Granted, bringing up the subject of a divorce is likely to be at least somewhat difficult for couples getting ready for marriage. But those who do choose to take a serious, objective look at prenuptial agreements will likely find one important advantage right away. That is keeping the court out of important decisions about property division.

In a prenuptial (or post-nuptial) agreement, the couple agrees upon and stipulates what property is considered separate, and thus not subject to property division as in the case of marital property. They may also lay out how to resolve potentially more complicated asset division issues, like business interests, real estate or retirement accounts. A pre- or post-nuptial agreement can even be used to divide up credit card debt, student loan debt, mortgage and other debt between partners.

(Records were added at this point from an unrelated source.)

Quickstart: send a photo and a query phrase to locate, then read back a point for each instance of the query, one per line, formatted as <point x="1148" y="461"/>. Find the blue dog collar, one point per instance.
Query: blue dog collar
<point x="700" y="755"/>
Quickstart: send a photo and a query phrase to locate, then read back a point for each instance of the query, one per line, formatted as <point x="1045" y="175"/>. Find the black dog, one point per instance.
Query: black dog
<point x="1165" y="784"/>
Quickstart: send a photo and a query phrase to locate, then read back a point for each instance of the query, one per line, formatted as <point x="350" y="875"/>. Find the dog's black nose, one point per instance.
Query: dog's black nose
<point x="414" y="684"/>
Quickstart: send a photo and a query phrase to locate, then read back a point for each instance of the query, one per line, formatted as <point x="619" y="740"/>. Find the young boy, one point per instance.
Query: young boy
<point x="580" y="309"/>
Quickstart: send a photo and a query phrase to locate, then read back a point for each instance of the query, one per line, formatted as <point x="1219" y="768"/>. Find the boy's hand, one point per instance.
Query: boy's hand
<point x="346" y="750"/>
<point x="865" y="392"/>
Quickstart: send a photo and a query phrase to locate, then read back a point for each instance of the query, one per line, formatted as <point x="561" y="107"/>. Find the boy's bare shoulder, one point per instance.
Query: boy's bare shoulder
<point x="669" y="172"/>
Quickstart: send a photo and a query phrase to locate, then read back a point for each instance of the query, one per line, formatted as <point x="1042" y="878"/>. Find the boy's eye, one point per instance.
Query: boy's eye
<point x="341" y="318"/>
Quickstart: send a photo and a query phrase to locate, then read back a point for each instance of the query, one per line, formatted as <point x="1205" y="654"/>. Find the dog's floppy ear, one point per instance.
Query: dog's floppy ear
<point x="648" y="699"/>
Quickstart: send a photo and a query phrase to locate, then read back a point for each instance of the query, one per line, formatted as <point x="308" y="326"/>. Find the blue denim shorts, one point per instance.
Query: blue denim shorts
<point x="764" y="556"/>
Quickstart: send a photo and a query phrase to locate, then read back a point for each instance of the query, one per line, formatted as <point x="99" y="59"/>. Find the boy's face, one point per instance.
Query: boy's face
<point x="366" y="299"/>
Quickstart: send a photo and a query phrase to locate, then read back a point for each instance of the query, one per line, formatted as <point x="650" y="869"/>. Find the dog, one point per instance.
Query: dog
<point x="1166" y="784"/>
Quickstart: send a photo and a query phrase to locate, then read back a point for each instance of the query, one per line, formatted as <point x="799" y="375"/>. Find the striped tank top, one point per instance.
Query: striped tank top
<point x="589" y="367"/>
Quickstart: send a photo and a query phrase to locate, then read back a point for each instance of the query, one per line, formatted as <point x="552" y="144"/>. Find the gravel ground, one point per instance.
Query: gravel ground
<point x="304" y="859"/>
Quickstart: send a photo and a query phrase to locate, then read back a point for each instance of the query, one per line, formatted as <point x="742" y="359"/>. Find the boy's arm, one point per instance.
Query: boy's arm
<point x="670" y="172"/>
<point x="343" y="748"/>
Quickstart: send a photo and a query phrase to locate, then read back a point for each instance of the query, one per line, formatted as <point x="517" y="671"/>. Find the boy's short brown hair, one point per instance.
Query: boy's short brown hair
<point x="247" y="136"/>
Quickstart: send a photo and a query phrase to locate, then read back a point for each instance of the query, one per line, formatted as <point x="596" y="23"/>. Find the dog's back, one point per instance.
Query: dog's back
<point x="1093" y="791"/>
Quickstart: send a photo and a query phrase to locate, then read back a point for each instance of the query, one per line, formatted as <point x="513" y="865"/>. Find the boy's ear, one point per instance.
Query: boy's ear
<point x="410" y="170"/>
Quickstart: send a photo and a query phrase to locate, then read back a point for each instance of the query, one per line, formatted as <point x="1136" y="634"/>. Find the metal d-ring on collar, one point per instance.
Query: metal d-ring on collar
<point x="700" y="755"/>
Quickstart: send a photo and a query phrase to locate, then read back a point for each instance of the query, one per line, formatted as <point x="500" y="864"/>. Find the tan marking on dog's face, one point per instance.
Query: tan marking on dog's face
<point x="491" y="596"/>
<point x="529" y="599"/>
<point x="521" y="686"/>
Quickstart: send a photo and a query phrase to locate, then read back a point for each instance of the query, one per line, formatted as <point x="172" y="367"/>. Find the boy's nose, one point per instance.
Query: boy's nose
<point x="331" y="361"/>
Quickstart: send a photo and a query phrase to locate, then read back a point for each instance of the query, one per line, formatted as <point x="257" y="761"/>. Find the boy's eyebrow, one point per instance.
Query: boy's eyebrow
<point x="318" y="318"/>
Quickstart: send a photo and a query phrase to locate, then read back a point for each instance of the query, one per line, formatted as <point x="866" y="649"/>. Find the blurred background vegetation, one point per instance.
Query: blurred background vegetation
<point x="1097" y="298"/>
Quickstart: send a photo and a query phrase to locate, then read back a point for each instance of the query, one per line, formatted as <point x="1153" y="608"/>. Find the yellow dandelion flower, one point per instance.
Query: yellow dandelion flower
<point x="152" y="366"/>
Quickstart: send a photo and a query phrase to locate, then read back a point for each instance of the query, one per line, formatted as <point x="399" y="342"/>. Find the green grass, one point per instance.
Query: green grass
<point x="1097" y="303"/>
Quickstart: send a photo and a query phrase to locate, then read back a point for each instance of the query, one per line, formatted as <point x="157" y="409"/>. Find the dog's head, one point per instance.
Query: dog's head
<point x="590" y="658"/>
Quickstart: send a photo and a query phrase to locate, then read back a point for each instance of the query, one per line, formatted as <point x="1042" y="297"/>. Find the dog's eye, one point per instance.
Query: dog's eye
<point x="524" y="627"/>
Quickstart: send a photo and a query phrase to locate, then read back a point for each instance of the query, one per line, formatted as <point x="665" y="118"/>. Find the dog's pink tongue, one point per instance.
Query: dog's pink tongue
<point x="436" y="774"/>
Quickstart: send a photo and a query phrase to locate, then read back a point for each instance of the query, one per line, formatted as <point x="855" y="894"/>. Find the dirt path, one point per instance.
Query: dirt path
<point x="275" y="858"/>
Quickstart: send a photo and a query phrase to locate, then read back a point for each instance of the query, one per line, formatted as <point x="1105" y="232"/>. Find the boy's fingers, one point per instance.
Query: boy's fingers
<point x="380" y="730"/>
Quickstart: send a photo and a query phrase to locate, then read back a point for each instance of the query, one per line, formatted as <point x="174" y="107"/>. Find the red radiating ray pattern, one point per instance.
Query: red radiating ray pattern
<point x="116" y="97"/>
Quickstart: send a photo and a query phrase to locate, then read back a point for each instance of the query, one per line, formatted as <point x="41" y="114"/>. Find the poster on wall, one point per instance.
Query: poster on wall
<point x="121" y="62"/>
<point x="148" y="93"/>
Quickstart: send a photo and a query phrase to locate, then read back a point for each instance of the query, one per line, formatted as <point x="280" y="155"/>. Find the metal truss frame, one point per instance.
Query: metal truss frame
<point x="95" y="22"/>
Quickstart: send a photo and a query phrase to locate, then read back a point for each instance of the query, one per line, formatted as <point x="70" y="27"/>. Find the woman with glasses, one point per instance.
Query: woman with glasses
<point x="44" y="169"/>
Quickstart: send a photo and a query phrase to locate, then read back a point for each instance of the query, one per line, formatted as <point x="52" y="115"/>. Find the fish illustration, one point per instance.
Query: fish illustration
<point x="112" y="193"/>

Why bother dealing with these issues up front? Is it worth it? As we discussed last week, for some couples the answer may be no, particularly if they don’t have much in terms of assets going into the marriage. But some advantages of having a prenuptial agreement include reduced time spent in divorce proceedings and the reduced likelihood of a dispute erupting over property division.

And, again, even if you can’t or don’t want to have the conversation before entering a marriage, a postnuptial agreement can be drafted at any time within a marriage itself and provide some of the same protections. A legal professional can provide valuable assistance to couples interested in exploring whether such an agreement may be right for them.